When troubleshooting installation/pairing issues it may be necessary to import a certificate from the core to the Trusted Root Certification Authorities of the machine . If RDP access is not available, the operation can be executed easily via PowerShell.
Please note that Powershell 4.0 is installed by default on Windows 2012 R2 machines.
Warning: Quest does not support PowerShell scripting in AppAssure. Click here for more details.

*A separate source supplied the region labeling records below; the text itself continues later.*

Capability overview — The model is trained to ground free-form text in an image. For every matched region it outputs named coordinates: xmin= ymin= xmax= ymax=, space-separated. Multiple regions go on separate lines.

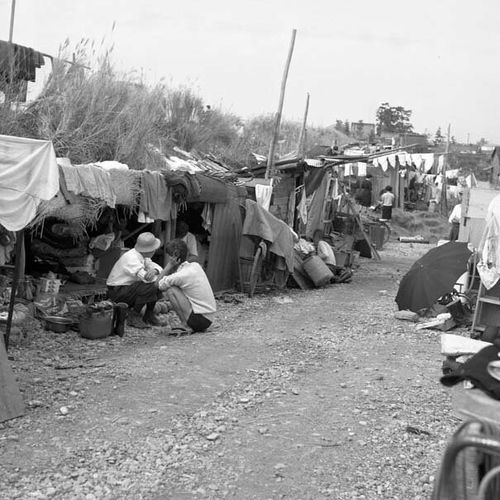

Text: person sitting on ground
xmin=380 ymin=186 xmax=396 ymax=221
xmin=106 ymin=233 xmax=162 ymax=328
xmin=313 ymin=229 xmax=352 ymax=283
xmin=176 ymin=221 xmax=198 ymax=262
xmin=157 ymin=239 xmax=217 ymax=332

For the purposes of this article, it is assumed that the certificate is called cert.pfx with the password abc_123 and is located in c:\ on the local machine and that the remote machine is named machine-1. To import the certificate, please do the following:
1. Open a remote session to the machine to be troubleshot
Enter-PsSession -computer machine-1
You will get a prompt showing that you are logged on the remote machine.
(Please note that PowerShell remoting is enabled by default on Windows 2012 and later)
2. Stop the Agent service
Stop-Service AppAssureAgent
3. Enter the password as a secure string
$pass = read-host -assecurestring
(you will be prompted to enter it with the following message
WARNING: A script or application on the remote computer machine-1 is asking to read a line securely.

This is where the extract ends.